Gemäß § 28 Abs. 1 VwGVG hat das Verwaltungsgericht die Rechtssache durch Erkenntnis zu erledigen, sofern die Beschwerde nicht zurückzuweisen oder das Verfahren einzustellen ist.

Den angefochtenen Bescheid bekämpfte die BF mit Beschwerde gemäß Art. 130 Abs. 1 Z 1 B-VG an das Bundesverwaltungsgericht. Die gesetzlich vorgesehene Frist zur Erhebung einer solchen Beschwerde beträgt gemäß § 7 Abs. 4 VwGVG vier Wochen. Die Frist wurde auch in der Rechtsmittelbelehrung des Bescheides korrekt wiedergegeben.

§ 17 Zustellgesetz (ZustG) lautet:

"(1) Kann das Dokument an der Abgabestelle nicht zugestellt werden und hat der Zusteller Grund zur Annahme, daß sich der Empfänger oder ein Vertreter im Sinne des § 13 Abs. 3 regelmäßig an der Abgabestelle aufhält, so ist das Dokument im Falle der Zustellung durch den Zustelldienst bei seiner zuständigen Geschäftsstelle, in allen anderen Fällen aber beim zuständigen Gemeindeamt oder bei der Behörde, wenn sie sich in derselben Gemeinde befindet, zu hinterlegen.

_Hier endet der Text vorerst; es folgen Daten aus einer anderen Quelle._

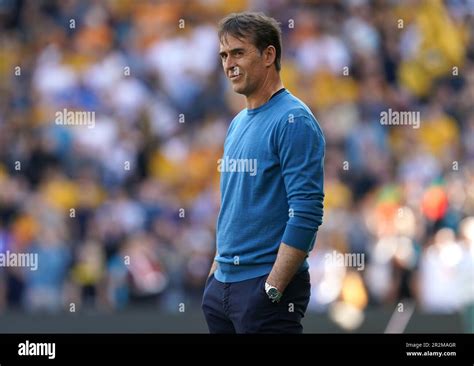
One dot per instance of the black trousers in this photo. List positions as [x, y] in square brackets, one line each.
[244, 307]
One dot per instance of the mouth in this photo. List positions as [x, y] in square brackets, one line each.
[234, 77]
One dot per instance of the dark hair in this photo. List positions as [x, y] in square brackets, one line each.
[263, 31]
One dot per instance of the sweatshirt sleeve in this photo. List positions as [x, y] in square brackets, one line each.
[301, 149]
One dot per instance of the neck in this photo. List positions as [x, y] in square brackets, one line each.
[262, 95]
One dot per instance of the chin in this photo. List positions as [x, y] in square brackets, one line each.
[238, 89]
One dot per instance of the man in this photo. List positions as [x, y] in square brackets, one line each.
[271, 190]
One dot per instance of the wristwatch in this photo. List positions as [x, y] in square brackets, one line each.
[273, 293]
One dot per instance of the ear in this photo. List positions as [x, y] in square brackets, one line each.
[269, 55]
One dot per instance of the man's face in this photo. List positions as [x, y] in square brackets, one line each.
[243, 64]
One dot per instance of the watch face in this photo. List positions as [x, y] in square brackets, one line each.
[273, 293]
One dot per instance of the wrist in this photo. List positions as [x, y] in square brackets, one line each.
[273, 293]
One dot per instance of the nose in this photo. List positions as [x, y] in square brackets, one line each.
[229, 65]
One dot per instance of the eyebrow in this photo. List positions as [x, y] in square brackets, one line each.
[232, 51]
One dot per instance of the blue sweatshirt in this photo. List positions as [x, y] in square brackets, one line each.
[271, 187]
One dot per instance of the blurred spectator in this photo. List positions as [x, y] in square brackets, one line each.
[122, 212]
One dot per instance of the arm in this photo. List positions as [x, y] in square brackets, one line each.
[213, 267]
[301, 150]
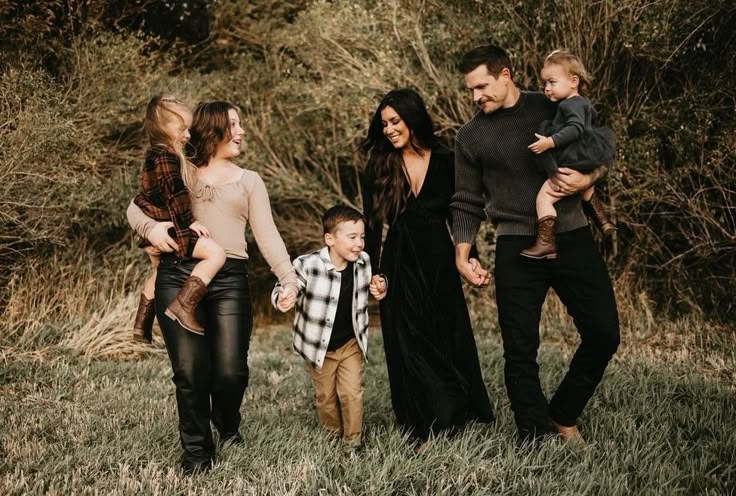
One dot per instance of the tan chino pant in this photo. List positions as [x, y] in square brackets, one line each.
[338, 392]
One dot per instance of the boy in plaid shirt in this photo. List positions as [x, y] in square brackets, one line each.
[331, 321]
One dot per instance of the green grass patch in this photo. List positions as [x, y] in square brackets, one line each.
[73, 426]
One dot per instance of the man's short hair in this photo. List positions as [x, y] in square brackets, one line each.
[337, 214]
[493, 57]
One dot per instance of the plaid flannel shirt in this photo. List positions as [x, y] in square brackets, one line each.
[164, 196]
[316, 305]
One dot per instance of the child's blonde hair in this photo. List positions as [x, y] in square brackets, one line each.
[160, 110]
[573, 65]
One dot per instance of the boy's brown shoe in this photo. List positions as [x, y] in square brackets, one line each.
[143, 327]
[570, 435]
[594, 208]
[544, 246]
[182, 307]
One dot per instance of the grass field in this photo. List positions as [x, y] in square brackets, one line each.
[660, 423]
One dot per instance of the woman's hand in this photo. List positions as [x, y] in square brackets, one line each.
[199, 228]
[542, 144]
[286, 299]
[159, 237]
[378, 287]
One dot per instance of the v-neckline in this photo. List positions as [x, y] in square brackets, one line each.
[424, 179]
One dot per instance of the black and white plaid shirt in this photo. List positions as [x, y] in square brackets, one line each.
[319, 290]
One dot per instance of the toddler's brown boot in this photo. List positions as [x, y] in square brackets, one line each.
[182, 307]
[544, 246]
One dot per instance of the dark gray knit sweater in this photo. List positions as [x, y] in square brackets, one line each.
[495, 169]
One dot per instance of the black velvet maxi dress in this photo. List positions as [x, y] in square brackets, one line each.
[433, 368]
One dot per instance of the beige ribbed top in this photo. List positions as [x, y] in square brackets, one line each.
[225, 210]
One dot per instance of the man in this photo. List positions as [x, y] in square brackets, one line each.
[494, 166]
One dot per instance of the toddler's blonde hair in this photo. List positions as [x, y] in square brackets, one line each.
[573, 65]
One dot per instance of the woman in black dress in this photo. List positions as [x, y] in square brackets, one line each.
[433, 368]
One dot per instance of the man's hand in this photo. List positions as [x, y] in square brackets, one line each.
[199, 228]
[159, 237]
[286, 299]
[542, 144]
[568, 181]
[378, 287]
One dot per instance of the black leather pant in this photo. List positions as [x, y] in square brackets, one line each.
[210, 371]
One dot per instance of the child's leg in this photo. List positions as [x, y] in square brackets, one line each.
[544, 246]
[325, 393]
[143, 326]
[350, 391]
[546, 202]
[212, 258]
[150, 285]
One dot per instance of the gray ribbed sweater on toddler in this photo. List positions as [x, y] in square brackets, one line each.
[495, 169]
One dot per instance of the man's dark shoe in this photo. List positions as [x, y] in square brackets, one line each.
[234, 440]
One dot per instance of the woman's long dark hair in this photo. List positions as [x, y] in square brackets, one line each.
[385, 164]
[210, 127]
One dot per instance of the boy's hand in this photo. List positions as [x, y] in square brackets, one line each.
[286, 299]
[199, 228]
[378, 287]
[542, 144]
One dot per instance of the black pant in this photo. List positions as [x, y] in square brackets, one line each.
[581, 281]
[210, 371]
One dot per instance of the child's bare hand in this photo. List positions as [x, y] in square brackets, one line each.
[286, 299]
[199, 228]
[378, 287]
[152, 250]
[542, 144]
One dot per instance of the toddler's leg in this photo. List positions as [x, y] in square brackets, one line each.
[212, 258]
[544, 246]
[182, 307]
[545, 202]
[325, 394]
[587, 194]
[143, 326]
[350, 391]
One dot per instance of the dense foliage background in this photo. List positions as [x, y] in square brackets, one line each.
[76, 76]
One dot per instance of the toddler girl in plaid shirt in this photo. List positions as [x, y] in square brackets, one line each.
[166, 179]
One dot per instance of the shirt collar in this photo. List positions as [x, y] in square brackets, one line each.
[324, 254]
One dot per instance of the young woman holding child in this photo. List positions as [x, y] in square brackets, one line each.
[211, 371]
[434, 373]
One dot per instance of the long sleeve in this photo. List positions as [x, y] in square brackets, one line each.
[374, 227]
[267, 235]
[139, 222]
[468, 202]
[572, 112]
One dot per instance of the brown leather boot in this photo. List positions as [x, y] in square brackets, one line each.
[182, 307]
[544, 246]
[594, 208]
[143, 327]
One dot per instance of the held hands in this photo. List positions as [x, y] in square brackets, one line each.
[473, 272]
[160, 239]
[378, 287]
[199, 228]
[542, 144]
[286, 299]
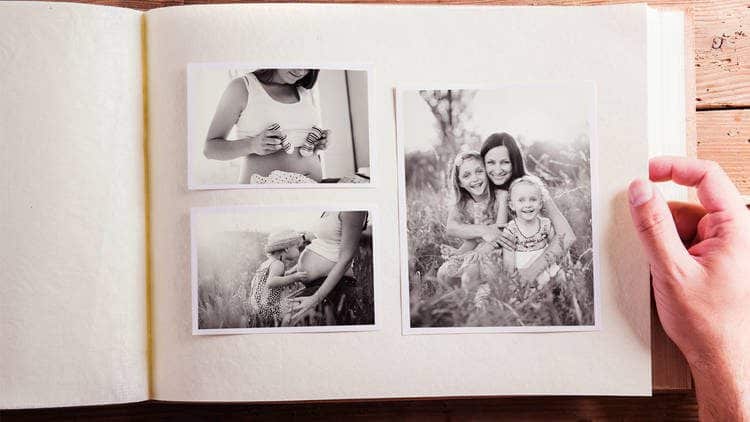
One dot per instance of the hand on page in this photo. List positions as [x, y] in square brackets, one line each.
[699, 257]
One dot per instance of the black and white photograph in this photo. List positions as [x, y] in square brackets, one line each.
[496, 208]
[262, 269]
[258, 126]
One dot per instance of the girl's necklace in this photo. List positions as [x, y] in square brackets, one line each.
[538, 229]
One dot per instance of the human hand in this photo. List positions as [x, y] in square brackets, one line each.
[322, 143]
[300, 276]
[699, 260]
[267, 142]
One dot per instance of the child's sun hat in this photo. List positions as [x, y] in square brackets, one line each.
[278, 241]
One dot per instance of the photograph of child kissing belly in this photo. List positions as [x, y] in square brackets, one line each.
[267, 269]
[252, 126]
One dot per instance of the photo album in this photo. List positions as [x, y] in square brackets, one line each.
[265, 203]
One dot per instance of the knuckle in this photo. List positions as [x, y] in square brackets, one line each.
[651, 222]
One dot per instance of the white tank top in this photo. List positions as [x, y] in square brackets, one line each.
[295, 119]
[328, 237]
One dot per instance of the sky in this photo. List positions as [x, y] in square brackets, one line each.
[541, 112]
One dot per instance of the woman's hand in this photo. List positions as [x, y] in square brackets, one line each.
[300, 277]
[700, 263]
[267, 142]
[301, 306]
[322, 143]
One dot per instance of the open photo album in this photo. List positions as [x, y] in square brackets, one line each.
[263, 203]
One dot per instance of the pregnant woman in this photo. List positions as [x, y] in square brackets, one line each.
[278, 121]
[327, 261]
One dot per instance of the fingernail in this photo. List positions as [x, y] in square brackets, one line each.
[640, 192]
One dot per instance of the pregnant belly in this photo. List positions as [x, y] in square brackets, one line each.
[293, 163]
[314, 265]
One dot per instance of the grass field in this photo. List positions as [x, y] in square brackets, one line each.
[566, 172]
[226, 265]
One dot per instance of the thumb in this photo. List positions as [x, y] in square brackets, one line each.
[656, 228]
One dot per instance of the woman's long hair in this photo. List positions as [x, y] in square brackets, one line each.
[461, 196]
[266, 75]
[514, 153]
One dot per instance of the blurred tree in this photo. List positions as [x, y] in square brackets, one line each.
[452, 112]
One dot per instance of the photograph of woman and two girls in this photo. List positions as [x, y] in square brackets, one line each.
[495, 204]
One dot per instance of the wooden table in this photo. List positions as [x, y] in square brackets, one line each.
[722, 99]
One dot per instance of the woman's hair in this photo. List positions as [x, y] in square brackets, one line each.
[462, 196]
[265, 76]
[514, 153]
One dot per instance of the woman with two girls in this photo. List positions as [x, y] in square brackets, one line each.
[510, 226]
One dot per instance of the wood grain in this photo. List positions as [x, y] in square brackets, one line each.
[724, 136]
[673, 406]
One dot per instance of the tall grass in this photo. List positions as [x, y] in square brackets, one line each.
[565, 169]
[226, 265]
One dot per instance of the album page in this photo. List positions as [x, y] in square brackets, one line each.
[73, 308]
[234, 191]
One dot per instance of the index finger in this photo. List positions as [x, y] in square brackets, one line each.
[716, 192]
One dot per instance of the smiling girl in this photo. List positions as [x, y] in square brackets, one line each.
[277, 116]
[479, 206]
[528, 231]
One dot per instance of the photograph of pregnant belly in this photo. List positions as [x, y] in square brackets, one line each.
[282, 269]
[254, 126]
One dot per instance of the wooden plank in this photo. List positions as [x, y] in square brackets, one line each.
[724, 136]
[673, 406]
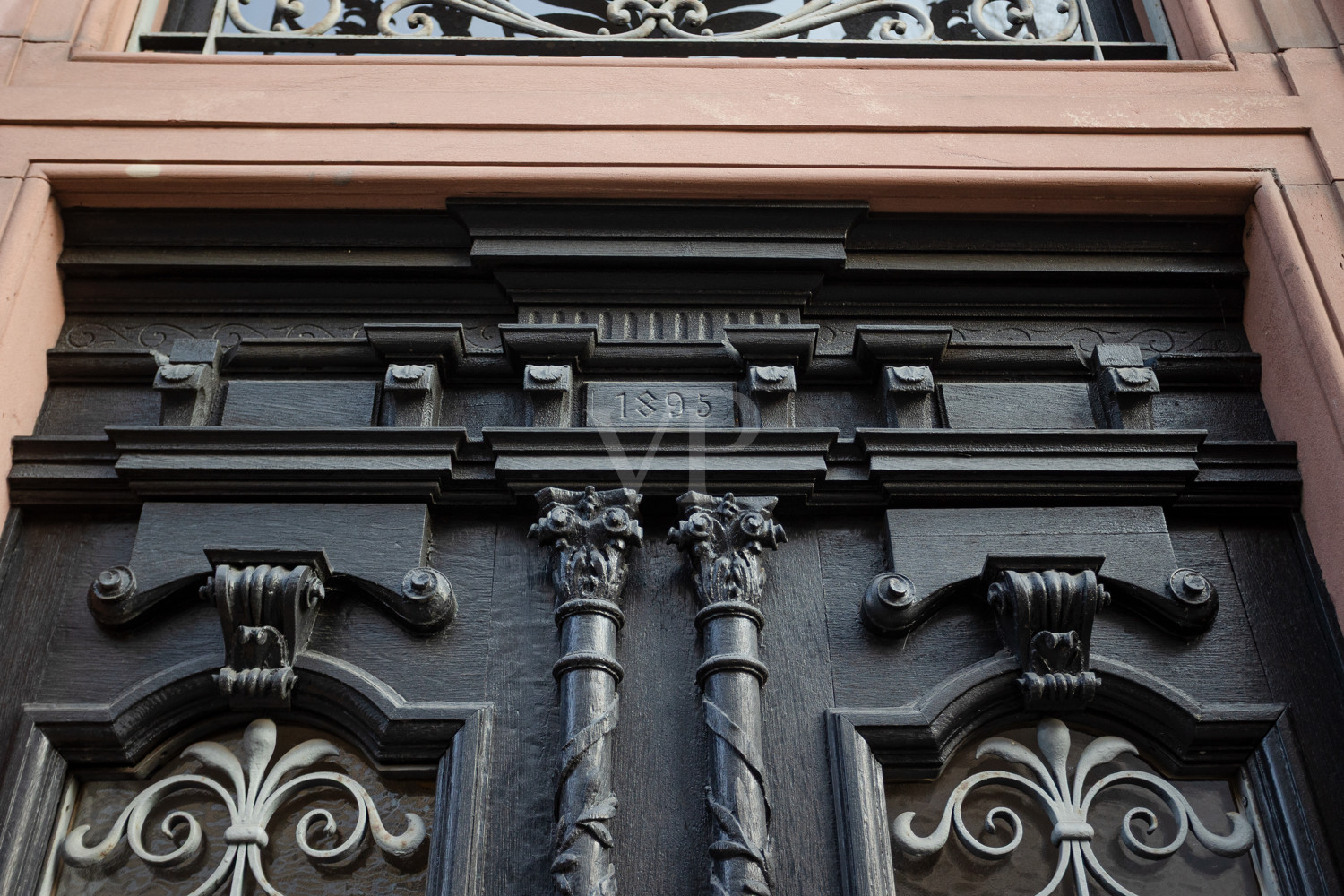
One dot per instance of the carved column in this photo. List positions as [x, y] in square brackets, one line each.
[725, 538]
[590, 535]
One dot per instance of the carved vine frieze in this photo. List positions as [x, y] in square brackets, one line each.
[725, 538]
[590, 535]
[253, 790]
[1067, 801]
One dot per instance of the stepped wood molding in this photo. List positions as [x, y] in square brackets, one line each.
[590, 535]
[723, 538]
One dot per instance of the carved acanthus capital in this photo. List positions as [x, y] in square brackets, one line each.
[590, 533]
[726, 536]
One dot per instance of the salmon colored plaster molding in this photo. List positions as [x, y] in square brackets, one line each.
[30, 312]
[426, 185]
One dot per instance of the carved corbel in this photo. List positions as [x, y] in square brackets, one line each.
[268, 603]
[376, 551]
[894, 603]
[1046, 618]
[723, 540]
[590, 535]
[908, 395]
[1125, 386]
[1045, 573]
[548, 392]
[411, 395]
[188, 383]
[771, 389]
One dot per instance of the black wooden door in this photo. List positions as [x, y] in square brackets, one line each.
[695, 549]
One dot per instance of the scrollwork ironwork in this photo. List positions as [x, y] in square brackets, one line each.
[1067, 805]
[255, 797]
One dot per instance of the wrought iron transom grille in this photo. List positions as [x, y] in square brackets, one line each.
[943, 29]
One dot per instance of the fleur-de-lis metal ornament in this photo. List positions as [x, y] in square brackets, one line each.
[1067, 806]
[257, 796]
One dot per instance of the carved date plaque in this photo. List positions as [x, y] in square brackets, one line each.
[661, 405]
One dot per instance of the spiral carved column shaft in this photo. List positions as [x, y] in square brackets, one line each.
[589, 533]
[725, 538]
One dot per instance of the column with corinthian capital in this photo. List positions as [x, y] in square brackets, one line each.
[590, 535]
[725, 538]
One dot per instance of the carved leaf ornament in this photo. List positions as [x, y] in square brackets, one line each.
[726, 541]
[255, 797]
[1067, 807]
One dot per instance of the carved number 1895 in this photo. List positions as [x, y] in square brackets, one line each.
[672, 405]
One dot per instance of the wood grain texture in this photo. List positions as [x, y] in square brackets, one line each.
[1295, 649]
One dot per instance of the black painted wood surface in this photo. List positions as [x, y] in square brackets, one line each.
[1008, 314]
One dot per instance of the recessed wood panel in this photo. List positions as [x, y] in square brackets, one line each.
[1018, 406]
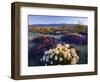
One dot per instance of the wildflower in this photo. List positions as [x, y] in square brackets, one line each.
[56, 51]
[66, 45]
[60, 59]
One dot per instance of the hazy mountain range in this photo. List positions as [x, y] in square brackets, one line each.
[53, 25]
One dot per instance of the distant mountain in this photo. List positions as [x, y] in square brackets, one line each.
[53, 25]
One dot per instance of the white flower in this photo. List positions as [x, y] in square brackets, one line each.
[46, 52]
[44, 58]
[51, 55]
[47, 60]
[60, 59]
[51, 62]
[73, 61]
[45, 64]
[66, 45]
[56, 58]
[56, 51]
[41, 59]
[50, 51]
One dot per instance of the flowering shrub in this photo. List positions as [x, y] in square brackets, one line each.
[75, 39]
[60, 55]
[38, 46]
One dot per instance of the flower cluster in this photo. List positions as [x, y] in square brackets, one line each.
[60, 55]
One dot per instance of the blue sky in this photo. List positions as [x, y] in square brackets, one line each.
[43, 19]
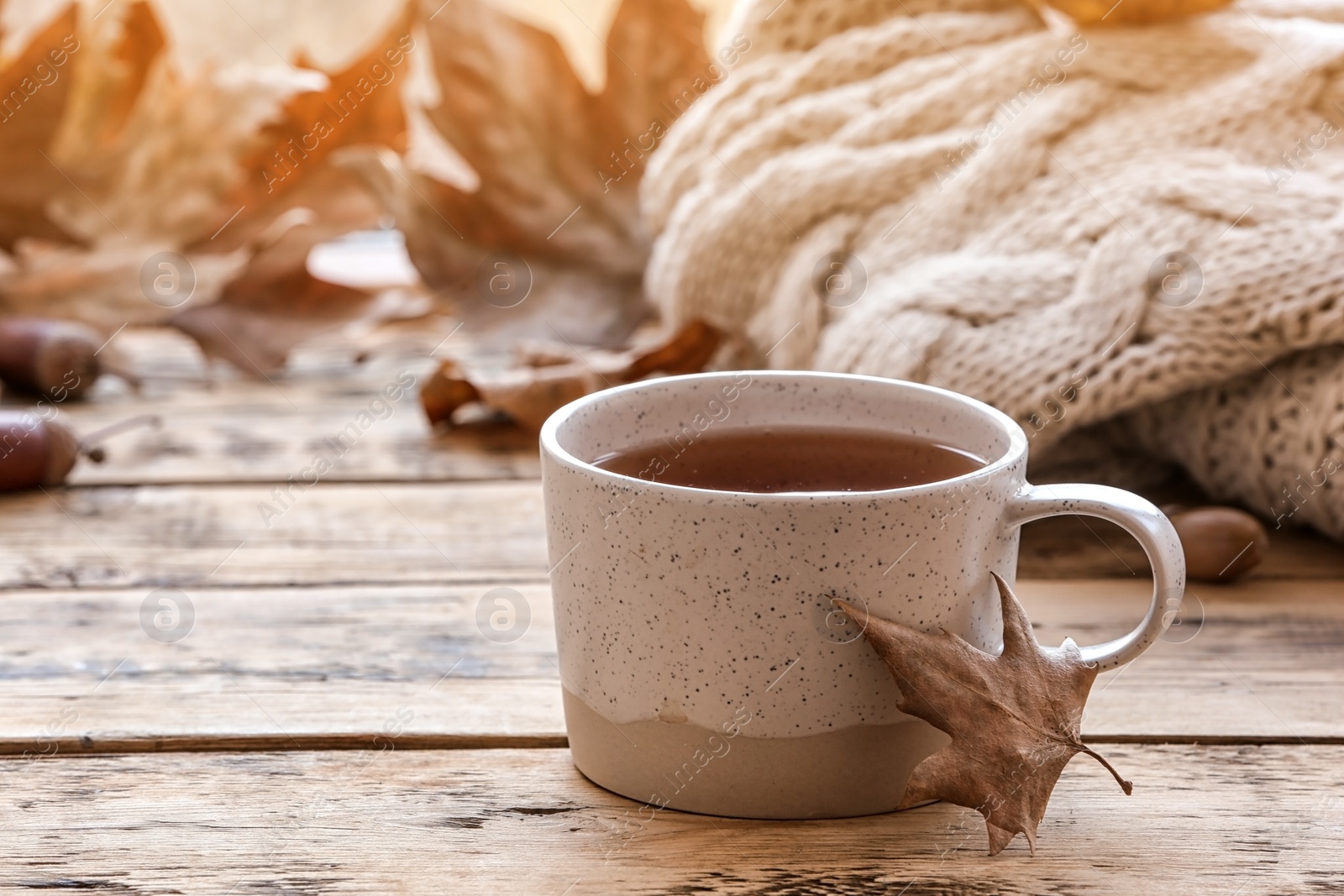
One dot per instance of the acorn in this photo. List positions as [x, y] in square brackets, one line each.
[54, 358]
[35, 452]
[1221, 543]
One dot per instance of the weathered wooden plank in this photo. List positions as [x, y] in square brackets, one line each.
[1202, 820]
[280, 669]
[261, 533]
[322, 668]
[363, 418]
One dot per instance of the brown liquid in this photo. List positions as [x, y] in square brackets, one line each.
[793, 458]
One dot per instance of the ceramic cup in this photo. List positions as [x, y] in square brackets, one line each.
[703, 663]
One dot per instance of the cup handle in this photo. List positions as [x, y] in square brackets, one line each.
[1142, 520]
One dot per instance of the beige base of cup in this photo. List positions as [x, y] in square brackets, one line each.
[860, 770]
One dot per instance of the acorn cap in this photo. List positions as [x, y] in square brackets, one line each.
[66, 359]
[62, 452]
[50, 356]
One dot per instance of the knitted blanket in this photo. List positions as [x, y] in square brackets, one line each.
[1142, 224]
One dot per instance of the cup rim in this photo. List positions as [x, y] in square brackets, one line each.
[1016, 437]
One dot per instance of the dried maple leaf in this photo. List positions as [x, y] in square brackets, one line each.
[360, 105]
[550, 375]
[558, 168]
[33, 101]
[1014, 719]
[1132, 13]
[276, 302]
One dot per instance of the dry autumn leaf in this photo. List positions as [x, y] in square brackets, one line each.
[550, 242]
[1132, 13]
[289, 165]
[33, 101]
[549, 376]
[1014, 719]
[276, 302]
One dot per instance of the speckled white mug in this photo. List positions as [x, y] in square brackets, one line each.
[703, 664]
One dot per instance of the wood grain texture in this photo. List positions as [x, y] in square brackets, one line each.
[1202, 820]
[245, 535]
[261, 533]
[323, 668]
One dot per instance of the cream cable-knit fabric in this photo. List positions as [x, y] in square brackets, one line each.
[1068, 224]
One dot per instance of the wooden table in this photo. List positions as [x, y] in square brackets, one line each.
[335, 721]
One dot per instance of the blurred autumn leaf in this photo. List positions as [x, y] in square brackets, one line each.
[239, 172]
[1132, 13]
[554, 219]
[33, 100]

(2) Von der Hinterlegung ist der Empfänger schriftlich zu verständigen. Die Verständigung ist in die für die Abgabestelle bestimmte Abgabeeinrichtung (Briefkasten, Hausbrieffach oder Briefeinwurf) einzulegen, an der Abgabestelle zurückzulassen oder, wenn dies nicht möglich ist, an der Eingangstüre (Wohnungs-, Haus-, Gartentüre) anzubringen. Sie hat den Ort der Hinterlegung zu bezeichnen, den Beginn und die Dauer der Abholfrist anzugeben sowie auf die Wirkung der Hinterlegung hinzuweisen.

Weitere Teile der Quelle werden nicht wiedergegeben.